“Per la prima volta del suicidio di un detenuto in cella sono chiamati a rispondere la direttrice e il medico della struttura penitenziaria”. Lo afferma Aldo Di Giacomo, segretario generale del Spp, sindacato polizia Penitenziaria, in merito al dramma di una 40enne avvenuto nella sua cella del carcere di Augusta il 14 maggio del 2021. Secondo il sindacalista, su questa vicenda le responsabilità sono ben altre.
È il caso della morte del quarantenne, detenuto nel carcere di Augusta (Siracusa) che si è suicidato nella sua cella il 14 maggio 2021. Una vicenda che apre un nuovo fronte di responsabilità scaricando su dirigente e medico una situazione che ha ben altre ed alte responsabilità.

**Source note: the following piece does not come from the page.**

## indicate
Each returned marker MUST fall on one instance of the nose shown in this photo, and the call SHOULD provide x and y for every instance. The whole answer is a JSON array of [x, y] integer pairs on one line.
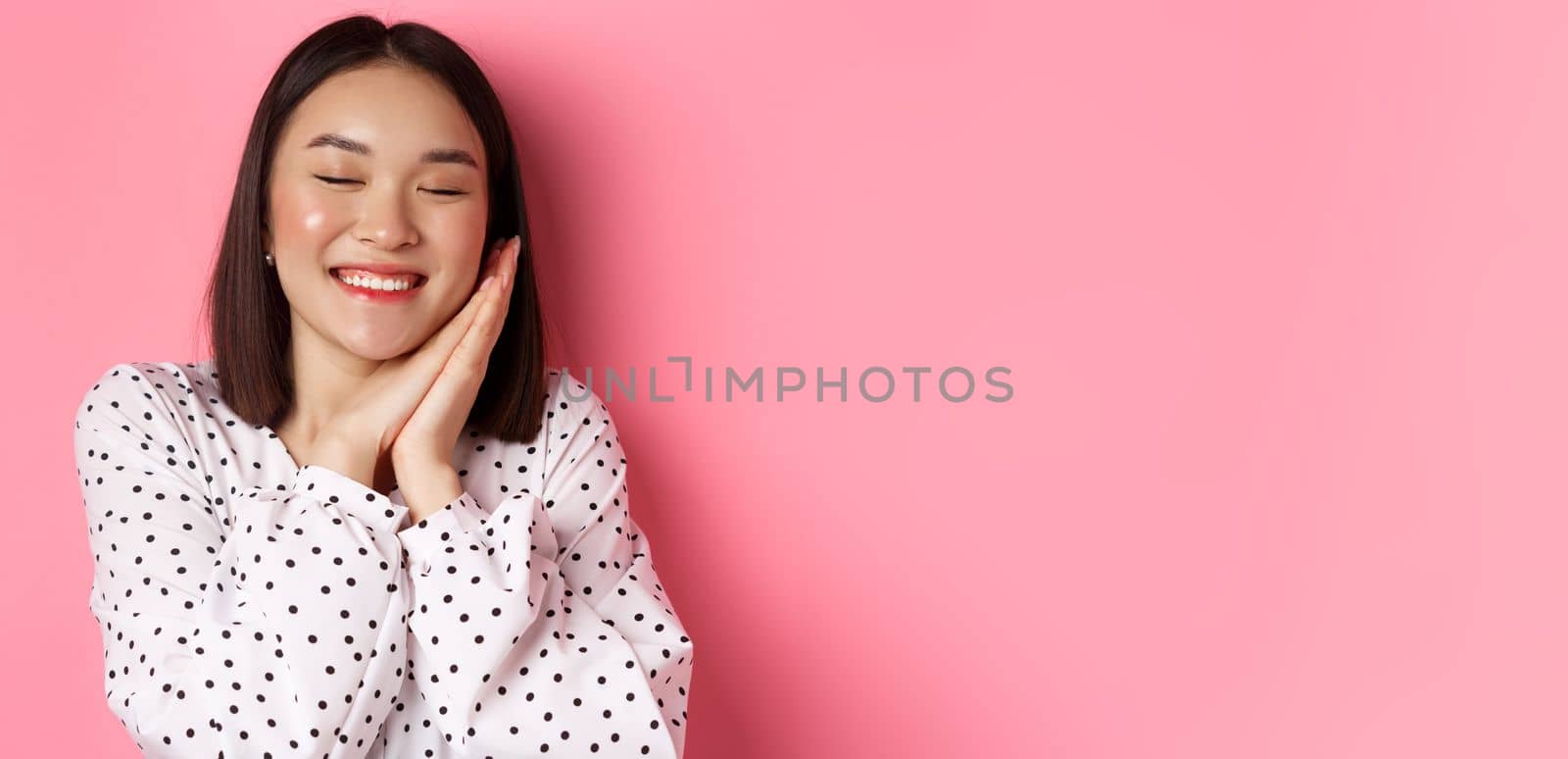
[[383, 222]]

Nella tesi del sindacalista del Spp, gli agenti in servizio spesso sventano suicidi ma al tempo stesso “la sorveglianza non può essere scambiata per assistenza psichiatrica e psicologica di cui hanno bisogno in continuità soprattutto i detenuti più fragili o comunque con problemi psichici”.
Da tempo, l’organizzazione sindacale sollecita delle iniziative. “Noi da tempo sollecitiamo l’apertura di uno Sportello di sostegno psicologico in ogni carcere e il rafforzamento del personale sanitario ed infermieristico specializzato tenuto conto che oggi la sanità penitenziaria, trasferita alle Regioni, si riduce al massimo ad un ambulatorio per cure generiche”.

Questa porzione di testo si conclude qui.